However, CRISPR-Cas9 technology carries inherent limitations that constrain its therapeutic potential. The primary concern remains off-target effects, which may lead to unintended genomic modifications with potential consequences including the dysregulation of critical genes or the activation of oncogenic pathways [220]. Furthermore, the irreversible nature of gene editing raises unresolved questions regarding long-term genomic stability and cellular homeostasis [220]. From a therapeutic perspective, compensatory upregulation of alternative ABC transporters in tumor cells may circumvent ABCB1 knockout, potentially leading to multidrug resistance recurrence [221,222]. These challenges underscore the need for substantial improvements in editing specificity and safety profiles before clinical translation can be realized.
AAV Delivery
Viral vectors, particularly adeno-associated viruses (AAVs) and lentiviruses, have emerged as promising platforms for overcoming the BBB in gene therapy, though significant challenges remain. Recent advances in capsid engineering have yielded particularly impressive results. Qin Huang et al. developed BI-hTFR1, an AAV variant that specifically binds to a human transferrin receptor (TFR1) expressed at the BBB [201]. This engineered vector demonstrates remarkable efficiency, showing 40–50 fold greater CNS reporter expression in human TFRC knockin mice compared to conventional AAV9. When delivering the Parkinson’s disease-associated GBA1 gene, BI-hTFR1 significantly enhanced glucocerebrosidase activity in both brain tissue and cerebrospinal fluid, highlighting its potential for human CNS gene therapy applications.
Other engineered AAV variants, including AAV9-derived serotypes such as AAV.CAP-Mac and AAV.CAP-B10, demonstrate enhanced BBB penetration through directed evolution or capsid modifications.
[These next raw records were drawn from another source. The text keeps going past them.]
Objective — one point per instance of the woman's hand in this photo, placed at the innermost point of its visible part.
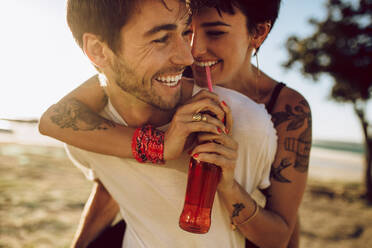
(182, 124)
(221, 150)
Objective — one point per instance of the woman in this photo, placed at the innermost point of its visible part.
(226, 35)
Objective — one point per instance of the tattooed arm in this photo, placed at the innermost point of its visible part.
(274, 225)
(99, 212)
(74, 120)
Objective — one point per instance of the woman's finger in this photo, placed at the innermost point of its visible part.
(216, 159)
(203, 105)
(224, 140)
(215, 148)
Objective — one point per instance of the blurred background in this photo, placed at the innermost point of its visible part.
(42, 194)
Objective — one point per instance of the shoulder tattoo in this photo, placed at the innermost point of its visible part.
(299, 117)
(75, 115)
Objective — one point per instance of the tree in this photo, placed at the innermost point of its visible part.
(341, 47)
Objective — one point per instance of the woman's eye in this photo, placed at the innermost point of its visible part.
(187, 32)
(161, 40)
(215, 33)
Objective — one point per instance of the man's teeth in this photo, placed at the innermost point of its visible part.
(170, 80)
(206, 63)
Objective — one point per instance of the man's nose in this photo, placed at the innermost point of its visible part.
(198, 46)
(182, 53)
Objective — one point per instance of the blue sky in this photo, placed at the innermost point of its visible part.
(40, 63)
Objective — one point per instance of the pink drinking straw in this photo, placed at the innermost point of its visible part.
(209, 78)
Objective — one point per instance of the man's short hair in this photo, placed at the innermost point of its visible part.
(104, 18)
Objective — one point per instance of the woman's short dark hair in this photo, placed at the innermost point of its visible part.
(256, 11)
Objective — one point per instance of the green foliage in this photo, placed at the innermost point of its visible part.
(340, 47)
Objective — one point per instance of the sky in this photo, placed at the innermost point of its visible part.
(40, 63)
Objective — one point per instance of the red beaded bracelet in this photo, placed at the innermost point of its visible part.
(148, 145)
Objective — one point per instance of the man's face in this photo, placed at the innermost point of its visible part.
(155, 49)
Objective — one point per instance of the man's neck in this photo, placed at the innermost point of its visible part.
(137, 113)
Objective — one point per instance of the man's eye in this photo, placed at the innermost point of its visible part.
(215, 33)
(161, 40)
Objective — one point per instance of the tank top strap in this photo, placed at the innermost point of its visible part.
(274, 96)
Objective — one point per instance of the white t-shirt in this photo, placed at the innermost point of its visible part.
(151, 197)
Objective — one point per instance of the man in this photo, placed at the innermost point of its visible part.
(142, 48)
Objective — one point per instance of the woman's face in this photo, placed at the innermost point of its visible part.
(221, 42)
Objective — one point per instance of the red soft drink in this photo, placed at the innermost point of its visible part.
(202, 184)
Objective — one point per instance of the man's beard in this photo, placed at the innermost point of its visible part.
(130, 82)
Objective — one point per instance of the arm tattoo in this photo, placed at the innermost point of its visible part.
(74, 114)
(276, 172)
(237, 208)
(301, 145)
(297, 119)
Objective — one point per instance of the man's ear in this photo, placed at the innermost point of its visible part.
(260, 34)
(95, 49)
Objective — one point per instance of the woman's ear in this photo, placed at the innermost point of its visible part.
(95, 50)
(260, 34)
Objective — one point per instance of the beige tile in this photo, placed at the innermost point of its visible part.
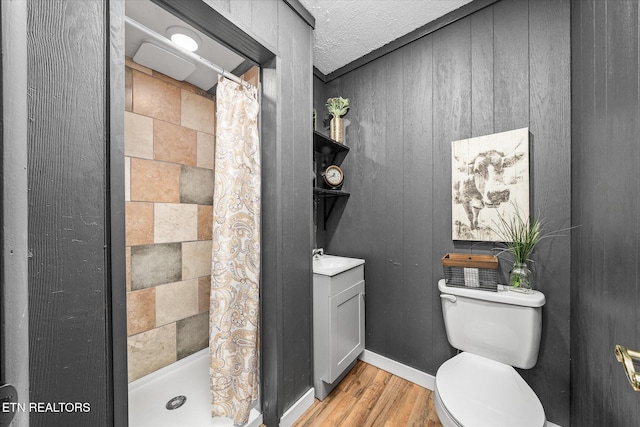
(153, 265)
(128, 89)
(204, 293)
(139, 223)
(206, 146)
(153, 181)
(151, 350)
(141, 311)
(192, 334)
(196, 259)
(174, 222)
(198, 91)
(167, 79)
(138, 136)
(196, 185)
(173, 143)
(205, 222)
(128, 262)
(154, 98)
(127, 179)
(175, 301)
(198, 112)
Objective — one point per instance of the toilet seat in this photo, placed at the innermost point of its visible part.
(479, 392)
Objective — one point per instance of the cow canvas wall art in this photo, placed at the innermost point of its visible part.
(490, 177)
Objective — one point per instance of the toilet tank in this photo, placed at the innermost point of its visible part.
(504, 326)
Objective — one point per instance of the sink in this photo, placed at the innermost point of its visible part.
(330, 265)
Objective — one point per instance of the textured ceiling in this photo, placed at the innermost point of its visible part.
(349, 29)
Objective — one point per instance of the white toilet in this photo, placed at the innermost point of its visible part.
(495, 331)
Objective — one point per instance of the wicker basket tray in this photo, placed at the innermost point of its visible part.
(471, 271)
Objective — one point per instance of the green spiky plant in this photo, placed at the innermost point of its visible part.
(520, 236)
(338, 107)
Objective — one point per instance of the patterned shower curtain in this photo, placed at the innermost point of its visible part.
(235, 269)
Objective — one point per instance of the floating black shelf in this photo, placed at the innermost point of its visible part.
(327, 152)
(324, 192)
(330, 152)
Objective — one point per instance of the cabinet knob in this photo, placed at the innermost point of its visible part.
(626, 357)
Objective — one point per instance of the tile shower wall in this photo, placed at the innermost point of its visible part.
(169, 161)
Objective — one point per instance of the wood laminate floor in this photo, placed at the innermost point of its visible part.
(369, 396)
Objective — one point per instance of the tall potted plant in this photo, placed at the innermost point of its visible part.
(337, 107)
(520, 236)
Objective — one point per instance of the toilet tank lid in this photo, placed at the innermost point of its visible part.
(504, 295)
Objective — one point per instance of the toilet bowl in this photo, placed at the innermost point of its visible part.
(495, 331)
(473, 391)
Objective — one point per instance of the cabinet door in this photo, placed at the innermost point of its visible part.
(346, 326)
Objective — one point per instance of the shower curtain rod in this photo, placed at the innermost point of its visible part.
(172, 46)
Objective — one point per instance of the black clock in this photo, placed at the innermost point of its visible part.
(333, 176)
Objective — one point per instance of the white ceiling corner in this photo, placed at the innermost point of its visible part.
(347, 30)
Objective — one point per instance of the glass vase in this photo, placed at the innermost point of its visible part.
(337, 130)
(521, 278)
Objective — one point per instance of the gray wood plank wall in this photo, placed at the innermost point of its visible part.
(69, 285)
(68, 180)
(504, 67)
(605, 266)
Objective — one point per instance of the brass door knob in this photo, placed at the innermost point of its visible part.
(626, 357)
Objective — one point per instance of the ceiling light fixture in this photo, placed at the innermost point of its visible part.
(184, 38)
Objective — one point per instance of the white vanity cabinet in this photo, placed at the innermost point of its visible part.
(338, 325)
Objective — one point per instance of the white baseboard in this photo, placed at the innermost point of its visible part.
(408, 373)
(398, 369)
(297, 409)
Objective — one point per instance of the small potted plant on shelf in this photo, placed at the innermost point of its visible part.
(337, 107)
(520, 236)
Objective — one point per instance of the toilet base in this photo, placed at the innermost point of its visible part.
(443, 414)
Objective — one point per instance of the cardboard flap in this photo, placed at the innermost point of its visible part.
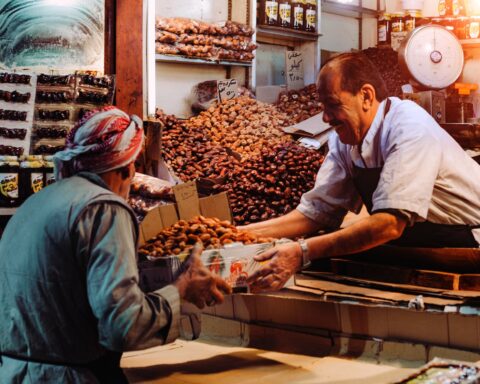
(216, 206)
(310, 127)
(168, 214)
(188, 203)
(151, 225)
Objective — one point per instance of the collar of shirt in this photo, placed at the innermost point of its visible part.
(367, 144)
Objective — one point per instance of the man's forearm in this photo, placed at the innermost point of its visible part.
(291, 225)
(370, 232)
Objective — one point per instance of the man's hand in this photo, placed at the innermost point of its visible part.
(198, 285)
(285, 260)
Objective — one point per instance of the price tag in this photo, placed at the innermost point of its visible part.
(294, 69)
(227, 89)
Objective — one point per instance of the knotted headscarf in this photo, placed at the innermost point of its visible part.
(101, 141)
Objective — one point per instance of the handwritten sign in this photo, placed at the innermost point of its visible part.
(227, 89)
(294, 69)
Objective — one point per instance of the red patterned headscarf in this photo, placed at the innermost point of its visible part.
(101, 141)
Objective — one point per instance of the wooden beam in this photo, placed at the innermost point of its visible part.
(398, 275)
(129, 56)
(110, 31)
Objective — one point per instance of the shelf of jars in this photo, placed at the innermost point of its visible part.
(284, 33)
(193, 60)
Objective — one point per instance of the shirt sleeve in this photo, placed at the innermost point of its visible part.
(412, 162)
(334, 193)
(127, 318)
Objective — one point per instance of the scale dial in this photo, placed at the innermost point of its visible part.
(433, 56)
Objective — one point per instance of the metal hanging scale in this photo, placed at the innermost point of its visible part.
(432, 56)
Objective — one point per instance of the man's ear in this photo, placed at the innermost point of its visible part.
(368, 95)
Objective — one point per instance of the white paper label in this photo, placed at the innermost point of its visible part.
(227, 89)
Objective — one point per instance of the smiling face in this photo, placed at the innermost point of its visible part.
(350, 114)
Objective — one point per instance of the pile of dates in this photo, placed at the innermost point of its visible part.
(191, 152)
(183, 235)
(271, 185)
(386, 61)
(301, 104)
(243, 124)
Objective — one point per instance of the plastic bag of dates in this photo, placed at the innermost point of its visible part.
(151, 187)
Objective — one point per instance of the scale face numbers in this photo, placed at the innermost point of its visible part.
(433, 56)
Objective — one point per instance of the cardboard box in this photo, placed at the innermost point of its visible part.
(188, 205)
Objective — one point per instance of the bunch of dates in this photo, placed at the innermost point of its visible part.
(183, 235)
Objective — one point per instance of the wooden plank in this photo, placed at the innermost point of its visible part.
(397, 275)
(109, 51)
(469, 282)
(129, 56)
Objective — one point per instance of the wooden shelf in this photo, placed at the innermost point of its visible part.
(472, 43)
(285, 34)
(194, 60)
(7, 211)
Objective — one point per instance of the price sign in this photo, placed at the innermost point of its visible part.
(294, 69)
(227, 89)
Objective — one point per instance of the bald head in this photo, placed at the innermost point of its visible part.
(353, 70)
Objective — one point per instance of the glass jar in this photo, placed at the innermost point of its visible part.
(285, 13)
(383, 29)
(445, 7)
(297, 15)
(398, 22)
(48, 169)
(473, 29)
(9, 189)
(411, 19)
(31, 176)
(271, 12)
(311, 15)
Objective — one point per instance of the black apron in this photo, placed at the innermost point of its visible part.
(422, 234)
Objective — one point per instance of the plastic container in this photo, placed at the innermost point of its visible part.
(285, 13)
(384, 29)
(298, 11)
(412, 5)
(398, 22)
(31, 176)
(9, 185)
(411, 18)
(271, 12)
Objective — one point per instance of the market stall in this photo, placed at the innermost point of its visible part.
(234, 137)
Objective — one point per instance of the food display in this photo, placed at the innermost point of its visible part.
(191, 152)
(271, 185)
(300, 104)
(147, 192)
(442, 371)
(16, 112)
(243, 125)
(386, 61)
(182, 236)
(228, 41)
(60, 101)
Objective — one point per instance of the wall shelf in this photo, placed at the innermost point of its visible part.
(470, 43)
(285, 34)
(194, 60)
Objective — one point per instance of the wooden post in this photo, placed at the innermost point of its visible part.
(129, 56)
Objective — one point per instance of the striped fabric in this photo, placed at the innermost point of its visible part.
(101, 141)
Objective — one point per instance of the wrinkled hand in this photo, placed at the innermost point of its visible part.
(285, 260)
(198, 285)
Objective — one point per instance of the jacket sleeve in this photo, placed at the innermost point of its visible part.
(128, 319)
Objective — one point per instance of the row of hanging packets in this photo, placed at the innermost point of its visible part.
(17, 99)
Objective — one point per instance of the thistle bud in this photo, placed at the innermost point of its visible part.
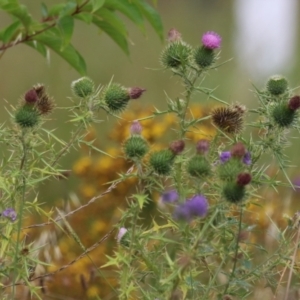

Notably, AAV.CAP-Mac was selected via high-throughput screening and exhibits superior BBB traversal compared to wild-type AAV in primates [223], while AAV.CPP.16/21 incorporates targeting peptides to significantly enhance parenchymal transduction efficiency [224]. Additional variants like AAV.PHP.eB have also shown promising systemic administration-mediated brain transduction in non-human primates [225,226].
While lentiviral vectors can bypass the BBB through strategies like ApoEII peptide fusion or intranasal delivery [227,228], their BBB penetration efficiency remains substantially inferior to optimized AAV vectors. This performance gap highlights the need for further engineering of lentiviral systems to improve their CNS delivery capabilities.
Despite considerable progress, viral vector-based gene therapy for central nervous system disorders continues to face several critical barriers. Key limitations include immune-related challenges and insufficient targeting specificity, which may compromise therapeutic efficacy while potentially increasing safety risks [229]. Furthermore, pronounced interspecies variations in BBB penetration efficiency [223,226] and the inherent dose-toxicity dilemma [230] present substantial obstacles for clinical translation.
To address these challenges, next-generation strategies should focus on developing innovative hybrid delivery platforms (e.g., AAV–exosome composite vectors) [231] and exploring alternative administration routes such as intranasal delivery [232]. However, successful clinical implementation will ultimately depend on resolving persistent issues regarding technical complexity and establishing comprehensive long-term safety profiles. Overcoming these barriers represents the crucial next step toward achieving meaningful therapeutic breakthroughs in neurological gene therapy.
Collectively, these multifaceted approaches—from molecular pathway modulation and advanced drug delivery systems to cutting-edge cellular and gene therapies—represent a promising frontier in overcoming BBB challenges, offering new hope for treating neurological disorders by either repairing barrier integrity or circumventing its restrictive nature (Figure 3).

6. Future Perspectives

The mechanism of the BBB in neurological diseases and the impact of its changes on the central nervous system microenvironment are the focal points of current research. However, many questions remain unanswered regarding the specific changes in the BBB in disease and its effect on disease progression.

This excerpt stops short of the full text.